France | France, Cour d'appel de Lyon, 1ère chambre civile b, 17 janvier 2017, 15/03044


R.G : 15/03044









Décision du

Tribunal de Grande Instance de LYON

Au fond

du 23 février 2015



RG : 10/6822

ch n°4





[H]

[T]



C/



SA CREDIT IMMOBILIER DE FRANCE RHONE ALPES AUVERGNE ( CIFRAA)





RÉPUBLIQUE FRANÇAISE

AU NOM DU PEUPLE FRANÇAIS





COUR D'APPEL DE LYON



1ère chambre civile B



ARRET DU 17 Janvier 2017







APPELANTS :



M. [R] [H]

assisté de sa curatrice, Mme [L] [X], née le [Date naissance 1] 1961 à [Localité 1] (59) demeurant [Adresse 1], désignée en cette qualité par jugement du Tribunal d'Instance de SETE en date du 9 Septembre 2010.
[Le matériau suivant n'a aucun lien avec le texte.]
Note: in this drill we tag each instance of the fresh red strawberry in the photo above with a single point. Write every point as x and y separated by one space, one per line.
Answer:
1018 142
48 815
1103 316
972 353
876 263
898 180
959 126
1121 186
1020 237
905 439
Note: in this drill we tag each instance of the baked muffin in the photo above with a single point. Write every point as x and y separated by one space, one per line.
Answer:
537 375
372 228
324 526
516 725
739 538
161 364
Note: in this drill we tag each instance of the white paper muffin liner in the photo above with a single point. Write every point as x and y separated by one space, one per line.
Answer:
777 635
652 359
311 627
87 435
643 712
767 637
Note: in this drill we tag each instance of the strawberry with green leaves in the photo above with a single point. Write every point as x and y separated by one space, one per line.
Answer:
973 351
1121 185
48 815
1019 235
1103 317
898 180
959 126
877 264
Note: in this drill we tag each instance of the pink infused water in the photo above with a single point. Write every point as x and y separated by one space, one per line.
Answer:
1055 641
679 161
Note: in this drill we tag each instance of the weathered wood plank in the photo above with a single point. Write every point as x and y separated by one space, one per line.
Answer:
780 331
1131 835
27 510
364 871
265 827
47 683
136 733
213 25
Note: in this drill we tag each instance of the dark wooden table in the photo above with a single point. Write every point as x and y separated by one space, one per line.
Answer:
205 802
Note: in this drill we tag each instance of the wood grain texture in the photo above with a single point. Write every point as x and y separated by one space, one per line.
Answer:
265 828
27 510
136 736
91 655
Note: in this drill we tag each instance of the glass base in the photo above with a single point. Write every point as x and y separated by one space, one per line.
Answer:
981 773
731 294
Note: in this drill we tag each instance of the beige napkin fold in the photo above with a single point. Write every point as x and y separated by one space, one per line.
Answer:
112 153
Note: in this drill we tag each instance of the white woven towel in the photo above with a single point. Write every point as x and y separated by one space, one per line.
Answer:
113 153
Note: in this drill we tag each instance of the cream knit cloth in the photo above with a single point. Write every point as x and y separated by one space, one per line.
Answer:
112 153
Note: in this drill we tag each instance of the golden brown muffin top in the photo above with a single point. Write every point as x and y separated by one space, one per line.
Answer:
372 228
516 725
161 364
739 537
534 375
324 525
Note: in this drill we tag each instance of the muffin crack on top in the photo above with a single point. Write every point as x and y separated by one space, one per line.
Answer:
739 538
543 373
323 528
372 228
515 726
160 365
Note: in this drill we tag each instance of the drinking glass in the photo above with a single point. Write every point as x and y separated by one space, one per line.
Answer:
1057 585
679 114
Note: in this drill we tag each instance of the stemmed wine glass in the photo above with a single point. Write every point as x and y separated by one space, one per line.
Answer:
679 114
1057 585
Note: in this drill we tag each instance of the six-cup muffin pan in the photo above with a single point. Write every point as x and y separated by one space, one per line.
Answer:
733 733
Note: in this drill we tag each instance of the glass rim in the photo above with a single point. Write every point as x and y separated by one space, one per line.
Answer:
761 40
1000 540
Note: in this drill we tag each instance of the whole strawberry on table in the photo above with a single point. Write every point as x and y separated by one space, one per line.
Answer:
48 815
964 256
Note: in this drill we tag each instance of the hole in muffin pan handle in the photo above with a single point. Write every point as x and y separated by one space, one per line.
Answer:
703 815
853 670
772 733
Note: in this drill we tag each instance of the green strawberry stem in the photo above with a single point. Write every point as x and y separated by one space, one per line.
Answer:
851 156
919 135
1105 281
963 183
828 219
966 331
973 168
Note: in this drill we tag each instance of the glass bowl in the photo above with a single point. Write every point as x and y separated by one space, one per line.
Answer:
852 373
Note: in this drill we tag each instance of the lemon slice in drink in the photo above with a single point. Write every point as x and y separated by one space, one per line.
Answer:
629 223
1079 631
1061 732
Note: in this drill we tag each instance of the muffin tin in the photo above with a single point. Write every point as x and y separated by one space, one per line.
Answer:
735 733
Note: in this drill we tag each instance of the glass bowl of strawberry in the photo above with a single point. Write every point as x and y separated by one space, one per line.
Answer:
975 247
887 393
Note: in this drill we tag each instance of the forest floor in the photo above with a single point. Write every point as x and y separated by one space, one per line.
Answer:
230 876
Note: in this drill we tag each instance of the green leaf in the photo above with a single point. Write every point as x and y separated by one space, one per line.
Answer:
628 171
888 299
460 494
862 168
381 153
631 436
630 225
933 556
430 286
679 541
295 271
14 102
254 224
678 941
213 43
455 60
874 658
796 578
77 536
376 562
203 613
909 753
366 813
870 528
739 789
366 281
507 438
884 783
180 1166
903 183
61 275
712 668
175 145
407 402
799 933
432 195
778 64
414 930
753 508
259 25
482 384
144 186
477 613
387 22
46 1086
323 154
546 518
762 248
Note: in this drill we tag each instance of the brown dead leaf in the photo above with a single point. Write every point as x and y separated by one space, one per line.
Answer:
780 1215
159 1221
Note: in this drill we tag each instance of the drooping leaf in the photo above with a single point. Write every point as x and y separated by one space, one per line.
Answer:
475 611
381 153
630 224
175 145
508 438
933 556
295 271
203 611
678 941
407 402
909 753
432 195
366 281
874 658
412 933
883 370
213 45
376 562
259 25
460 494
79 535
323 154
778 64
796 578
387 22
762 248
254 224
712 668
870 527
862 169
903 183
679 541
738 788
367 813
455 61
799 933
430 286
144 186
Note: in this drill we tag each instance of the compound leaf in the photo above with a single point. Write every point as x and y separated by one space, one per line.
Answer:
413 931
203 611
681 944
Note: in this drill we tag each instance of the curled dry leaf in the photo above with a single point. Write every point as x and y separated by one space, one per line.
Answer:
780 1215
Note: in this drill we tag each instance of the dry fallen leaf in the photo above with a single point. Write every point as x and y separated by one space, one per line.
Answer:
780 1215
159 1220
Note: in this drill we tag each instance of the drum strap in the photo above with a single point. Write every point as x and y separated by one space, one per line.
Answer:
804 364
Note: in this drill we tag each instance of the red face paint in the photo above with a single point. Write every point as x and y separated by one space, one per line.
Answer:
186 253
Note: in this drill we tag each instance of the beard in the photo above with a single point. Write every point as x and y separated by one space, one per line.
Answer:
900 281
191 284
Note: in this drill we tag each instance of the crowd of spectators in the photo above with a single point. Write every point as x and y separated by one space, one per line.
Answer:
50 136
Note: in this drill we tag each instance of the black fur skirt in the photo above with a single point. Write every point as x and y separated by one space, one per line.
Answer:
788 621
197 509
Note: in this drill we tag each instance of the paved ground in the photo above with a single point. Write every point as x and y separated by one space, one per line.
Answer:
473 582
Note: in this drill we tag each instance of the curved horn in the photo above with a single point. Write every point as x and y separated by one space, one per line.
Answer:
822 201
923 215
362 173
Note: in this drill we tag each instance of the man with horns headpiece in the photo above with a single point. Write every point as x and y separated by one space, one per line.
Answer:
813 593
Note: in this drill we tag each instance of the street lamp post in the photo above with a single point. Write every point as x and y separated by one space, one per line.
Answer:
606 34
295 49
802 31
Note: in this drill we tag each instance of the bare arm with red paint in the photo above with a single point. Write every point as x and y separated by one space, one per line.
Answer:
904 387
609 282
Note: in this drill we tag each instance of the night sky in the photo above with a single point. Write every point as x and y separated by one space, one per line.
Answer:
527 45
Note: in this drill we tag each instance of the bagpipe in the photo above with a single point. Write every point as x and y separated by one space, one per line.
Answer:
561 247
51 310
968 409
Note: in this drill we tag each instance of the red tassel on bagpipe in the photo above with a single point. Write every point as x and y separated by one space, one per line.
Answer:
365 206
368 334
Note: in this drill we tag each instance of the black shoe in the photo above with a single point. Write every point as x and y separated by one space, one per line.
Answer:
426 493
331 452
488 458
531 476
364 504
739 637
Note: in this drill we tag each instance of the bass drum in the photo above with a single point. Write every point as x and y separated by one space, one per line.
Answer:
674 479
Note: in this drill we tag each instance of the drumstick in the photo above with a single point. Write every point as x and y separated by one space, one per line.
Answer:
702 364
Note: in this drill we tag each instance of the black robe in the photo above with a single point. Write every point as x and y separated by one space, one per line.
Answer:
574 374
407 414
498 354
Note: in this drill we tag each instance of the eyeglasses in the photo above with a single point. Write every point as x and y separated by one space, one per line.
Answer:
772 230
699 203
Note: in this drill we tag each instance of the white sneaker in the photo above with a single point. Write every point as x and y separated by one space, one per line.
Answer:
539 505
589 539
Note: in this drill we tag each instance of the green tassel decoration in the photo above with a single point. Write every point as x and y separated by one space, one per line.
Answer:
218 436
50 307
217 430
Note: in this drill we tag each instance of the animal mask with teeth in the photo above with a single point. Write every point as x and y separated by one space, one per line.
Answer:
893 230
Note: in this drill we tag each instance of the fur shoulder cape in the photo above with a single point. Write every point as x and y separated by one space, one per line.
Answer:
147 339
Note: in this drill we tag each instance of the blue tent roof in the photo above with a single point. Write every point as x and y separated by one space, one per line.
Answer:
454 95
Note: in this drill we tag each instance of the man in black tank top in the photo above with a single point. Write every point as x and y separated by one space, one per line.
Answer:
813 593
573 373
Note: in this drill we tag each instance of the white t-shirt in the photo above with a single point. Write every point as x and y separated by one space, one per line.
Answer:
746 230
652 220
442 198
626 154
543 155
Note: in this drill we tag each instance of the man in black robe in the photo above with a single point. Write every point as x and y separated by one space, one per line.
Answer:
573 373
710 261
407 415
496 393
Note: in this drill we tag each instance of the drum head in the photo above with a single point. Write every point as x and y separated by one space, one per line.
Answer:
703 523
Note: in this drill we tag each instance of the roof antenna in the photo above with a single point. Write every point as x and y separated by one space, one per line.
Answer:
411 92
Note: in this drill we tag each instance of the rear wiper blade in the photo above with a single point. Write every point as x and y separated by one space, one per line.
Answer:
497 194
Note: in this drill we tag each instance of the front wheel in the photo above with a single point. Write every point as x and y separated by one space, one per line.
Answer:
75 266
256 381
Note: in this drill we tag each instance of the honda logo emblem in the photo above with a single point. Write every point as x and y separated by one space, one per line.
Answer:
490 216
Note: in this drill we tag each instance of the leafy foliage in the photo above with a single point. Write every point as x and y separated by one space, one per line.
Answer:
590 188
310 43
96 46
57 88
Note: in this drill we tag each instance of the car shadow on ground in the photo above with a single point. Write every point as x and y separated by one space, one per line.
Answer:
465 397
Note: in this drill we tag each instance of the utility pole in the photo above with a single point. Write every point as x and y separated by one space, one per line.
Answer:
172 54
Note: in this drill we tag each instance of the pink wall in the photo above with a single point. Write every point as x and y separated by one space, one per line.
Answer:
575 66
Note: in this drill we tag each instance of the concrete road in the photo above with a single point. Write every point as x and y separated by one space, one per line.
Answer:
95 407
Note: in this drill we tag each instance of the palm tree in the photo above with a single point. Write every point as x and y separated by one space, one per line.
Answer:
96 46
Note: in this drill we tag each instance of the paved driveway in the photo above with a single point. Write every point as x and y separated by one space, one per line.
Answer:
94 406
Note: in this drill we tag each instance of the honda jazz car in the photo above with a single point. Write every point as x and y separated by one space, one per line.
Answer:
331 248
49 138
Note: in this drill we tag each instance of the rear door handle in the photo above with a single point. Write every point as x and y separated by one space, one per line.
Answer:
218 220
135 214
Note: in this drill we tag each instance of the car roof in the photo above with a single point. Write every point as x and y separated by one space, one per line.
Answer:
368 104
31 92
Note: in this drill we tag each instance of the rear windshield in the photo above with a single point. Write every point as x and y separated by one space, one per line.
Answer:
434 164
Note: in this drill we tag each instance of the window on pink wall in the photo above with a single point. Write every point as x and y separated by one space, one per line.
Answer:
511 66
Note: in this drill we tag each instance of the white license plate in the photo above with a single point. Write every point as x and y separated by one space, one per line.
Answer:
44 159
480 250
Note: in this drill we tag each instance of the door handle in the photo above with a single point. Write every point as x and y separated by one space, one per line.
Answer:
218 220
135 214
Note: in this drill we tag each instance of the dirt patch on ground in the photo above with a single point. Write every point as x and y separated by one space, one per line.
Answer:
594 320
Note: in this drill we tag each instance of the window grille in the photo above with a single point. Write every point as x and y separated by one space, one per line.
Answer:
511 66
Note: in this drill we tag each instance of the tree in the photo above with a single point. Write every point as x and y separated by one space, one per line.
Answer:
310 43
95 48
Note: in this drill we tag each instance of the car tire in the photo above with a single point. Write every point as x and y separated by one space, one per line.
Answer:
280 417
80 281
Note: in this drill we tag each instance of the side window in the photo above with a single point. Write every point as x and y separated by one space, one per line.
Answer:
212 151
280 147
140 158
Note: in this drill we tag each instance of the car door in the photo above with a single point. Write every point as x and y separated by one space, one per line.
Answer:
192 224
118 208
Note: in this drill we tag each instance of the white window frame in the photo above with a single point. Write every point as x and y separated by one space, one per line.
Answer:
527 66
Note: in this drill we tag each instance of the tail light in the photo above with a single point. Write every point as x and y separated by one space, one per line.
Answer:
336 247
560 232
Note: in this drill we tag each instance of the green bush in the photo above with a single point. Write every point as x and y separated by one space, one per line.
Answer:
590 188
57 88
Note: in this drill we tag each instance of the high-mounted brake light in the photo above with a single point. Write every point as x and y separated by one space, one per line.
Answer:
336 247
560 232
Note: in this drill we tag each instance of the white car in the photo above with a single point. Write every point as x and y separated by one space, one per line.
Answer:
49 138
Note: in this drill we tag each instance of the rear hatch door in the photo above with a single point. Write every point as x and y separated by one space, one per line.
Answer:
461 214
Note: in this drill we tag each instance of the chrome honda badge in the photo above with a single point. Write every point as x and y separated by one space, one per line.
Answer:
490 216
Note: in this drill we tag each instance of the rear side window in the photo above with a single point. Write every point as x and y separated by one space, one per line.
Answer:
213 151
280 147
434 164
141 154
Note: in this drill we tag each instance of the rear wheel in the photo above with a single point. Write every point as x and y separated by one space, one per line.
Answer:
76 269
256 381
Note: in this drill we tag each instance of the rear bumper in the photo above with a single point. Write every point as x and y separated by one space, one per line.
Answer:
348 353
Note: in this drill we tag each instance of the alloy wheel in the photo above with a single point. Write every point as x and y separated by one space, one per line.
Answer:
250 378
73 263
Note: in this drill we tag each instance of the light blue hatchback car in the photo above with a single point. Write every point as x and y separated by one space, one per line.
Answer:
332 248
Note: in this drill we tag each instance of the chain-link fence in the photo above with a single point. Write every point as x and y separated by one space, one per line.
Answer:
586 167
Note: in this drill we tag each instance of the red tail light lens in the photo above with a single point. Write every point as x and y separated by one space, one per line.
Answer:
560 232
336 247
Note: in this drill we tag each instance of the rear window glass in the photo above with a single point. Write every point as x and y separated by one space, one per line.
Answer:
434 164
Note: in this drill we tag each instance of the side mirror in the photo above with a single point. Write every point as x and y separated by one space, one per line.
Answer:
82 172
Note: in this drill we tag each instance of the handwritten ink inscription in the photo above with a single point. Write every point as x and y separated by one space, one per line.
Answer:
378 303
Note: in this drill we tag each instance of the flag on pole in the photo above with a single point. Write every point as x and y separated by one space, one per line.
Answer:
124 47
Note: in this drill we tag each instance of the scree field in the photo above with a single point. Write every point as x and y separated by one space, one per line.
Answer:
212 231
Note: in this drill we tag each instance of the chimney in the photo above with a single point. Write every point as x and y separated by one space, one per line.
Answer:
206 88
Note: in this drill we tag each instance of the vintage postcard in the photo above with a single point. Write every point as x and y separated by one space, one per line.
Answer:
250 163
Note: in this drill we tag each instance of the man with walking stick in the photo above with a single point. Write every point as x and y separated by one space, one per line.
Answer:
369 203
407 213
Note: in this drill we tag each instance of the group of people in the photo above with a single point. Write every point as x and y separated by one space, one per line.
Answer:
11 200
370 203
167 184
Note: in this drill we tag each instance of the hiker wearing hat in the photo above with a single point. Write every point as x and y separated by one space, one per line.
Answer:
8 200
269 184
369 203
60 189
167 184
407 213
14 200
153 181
né le [Date naissance 2] 1952 à [Localité 2] (ESPAGNE)

[A...

R.G : 15/03044

Décision du

Tribunal de Grande Instance de LYON

Au fond

du 23 février 2015

RG : 10/6822

ch n°4

[H]

[T]

C/

SA CREDIT IMMOBILIER DE FRANCE RHONE ALPES AUVERGNE ( CIFRAA)

RÉPUBLIQUE FRANÇAISE

AU NOM DU PEUPLE FRANÇAIS

COUR D'APPEL DE LYON

1ère chambre civile B

ARRET DU 17 Janvier 2017

APPELANTS :

M. [R] [H] assisté de sa curatrice, Mme [L] [X], née le [Date naissance 1] 1961 à [Localité 1] (59) demeurant [Adresse 1], désignée en cette qualité par jugement du Tribunal d'Instance de SETE en date du 9 Septembre 2010.

né le [Date naissance 2] 1952 à [Localité 2] (ESPAGNE)

[Adresse 2]

[Localité 3]

Représenté par la SCP ELISABETH LIGIER DE MAUROY & LAURENT LIGIER, avocats au barreau de LYON

Assisté de la SELARL MBA ET ASSOCIES, avocats au barreau de MONTPELLIER

Mme [F] [U] [T] [T] épouse [H] assistée de sa curatrice, Mme [L] [X], née le [Date naissance 1] 1961 à [Localité 1] (59) demeurant [Adresse 1], désignée en cette qualité par jugement du Tribunal d'Instance SETE en date du 9 Septembre 2010.

née le [Date naissance 2] 1962 à [Localité 4] (59)

[Adresse 2]

[Localité 3]

Représentée par la SCP ELISABETH LIGIER DE MAUROY & LAURENT LIGIER, avocats au barreau de LYON

Assistée de la SELARL MBA ET ASSOCIES, avocats au barreau de MONTPELLIER

INTIMEE :

SA CREDIT IMMOBILIER DE FRANCE DEVELOPPEMENT venant aux droits de la SA CREDIT IMMOBILIER DE FRANCE RHONE ALPES AUVERGNE (CIFRAA), venant elle-même, aux droits de la SA CREDIT IMMOBILIER DE FRANCE RHONE AIN, prise en la personne de son représentant légal.

[Adresse 3]

[Localité 5]

Représentée par la SELARL BOST-AVRIL, avocats au barreau de LYON

Assistée de la SCP BILLY - BOISSIER - BAUDON, avocats au barreau de CLERMONT-FERRAND

******

Date de clôture de l'instruction : 07 Avril 2016

Date des plaidoiries tenues en audience publique : 21 Novembre 2016

Date de mise à disposition : 17 Janvier 2017

Composition de la Cour lors des débats et du délibéré :

- Françoise CARRIER, président

- Marie-Pierre GUIGUE, conseiller

- Michel FICAGNA, conseiller

assistés pendant les débats de Fabrice GARNIER, greffier

A l'audience, Françoise CARRIER a fait le rapport, conformément à l'article 785 du code de procédure civile.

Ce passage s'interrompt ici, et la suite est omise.